Python error when training MobileNet v2

I just started my first project using the web interface (not using any custom modules). I added a Transfer Learning layer, selected “MobileNet v2 160x160 1.0” as the model, left all other settings at the default values, clicked “Start Training”, and received the error message below. I’m not sure whether someone just loaded a misconfigured Python library (i.e. built without Pickle support) into the training VM image, or if there’s a setting I can change somewhere to either force allow_pickle=True, or use a different database backend.

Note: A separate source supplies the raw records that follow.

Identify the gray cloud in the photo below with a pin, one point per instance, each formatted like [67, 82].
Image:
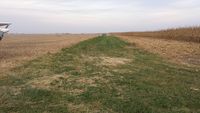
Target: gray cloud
[43, 16]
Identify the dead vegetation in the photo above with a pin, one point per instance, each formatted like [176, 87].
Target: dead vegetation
[188, 34]
[18, 48]
[186, 53]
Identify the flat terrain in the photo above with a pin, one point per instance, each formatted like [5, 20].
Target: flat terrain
[180, 52]
[101, 75]
[16, 49]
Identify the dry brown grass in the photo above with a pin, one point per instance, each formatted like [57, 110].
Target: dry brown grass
[17, 48]
[189, 34]
[187, 53]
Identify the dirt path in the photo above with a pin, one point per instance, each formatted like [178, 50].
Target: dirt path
[16, 49]
[186, 53]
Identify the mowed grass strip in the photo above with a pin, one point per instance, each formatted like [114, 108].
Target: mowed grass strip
[100, 75]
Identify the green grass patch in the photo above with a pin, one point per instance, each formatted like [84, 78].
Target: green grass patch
[104, 74]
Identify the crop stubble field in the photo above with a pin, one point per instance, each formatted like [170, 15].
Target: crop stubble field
[18, 48]
[106, 74]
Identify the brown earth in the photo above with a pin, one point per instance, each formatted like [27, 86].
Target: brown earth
[180, 52]
[18, 48]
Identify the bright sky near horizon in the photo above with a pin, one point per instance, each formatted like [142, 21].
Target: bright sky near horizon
[88, 16]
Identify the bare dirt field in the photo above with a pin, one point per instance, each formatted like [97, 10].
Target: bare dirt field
[18, 48]
[187, 53]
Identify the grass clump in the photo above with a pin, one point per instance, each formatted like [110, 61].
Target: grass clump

Scheduling job in cluster...
Container image pulled!
Job started
Copying features from processing blocks...
Copying features from DSP block...
Copying features from DSP block OK
Copying features from processing blocks OK

Scheduling job in cluster...
Container image pulled!
Job started
Splitting data into training and validation sets...
Traceback (most recent call last):
  File "/home/", line 355, in <module>
  File "/home/", line 266, in main_function
    train_dataset, validation_dataset, samples_dataset, X_train, X_test, Y_train, Y_test, has_samples, X_samples, Y_samples =
  File "/app/./resources/libraries/ei_tensorflow/", line 238, in get_dataset_from_folder
    X_train, X_test, Y_train, Y_test, X_train_raw = split_and_shuffle_data(
  File "/app/./resources/libraries/ei_tensorflow/", line 63, in split_and_shuffle_data
    Y_file = np_load_file_auto_mmap(os.path.join(dir_path, y_train_path))
  File "/app/./resources/libraries/ei_tensorflow/", line 24, in np_load_file_auto_mmap
    return np.load(file)
  File "/app/keras/.venv/lib/python3.8/site-packages/numpy/lib/", line 438, in load
    raise ValueError("Cannot load file containing pickled data "
ValueError: Cannot load file containing pickled data when allow_pickle=False
Application exited with code 1
Job failed (see above)

Hi @spillner

Thanks for the report let me check that with the tech team.



Apologies for the super long delay in replying! This can happen if you switch your project from “Bounding boxes” to “One label per object” mode:


To fix it, regenerate your features. We’ll improve the platform to make this more clear!

Let me know if this helps, and sorry again for the slow reply.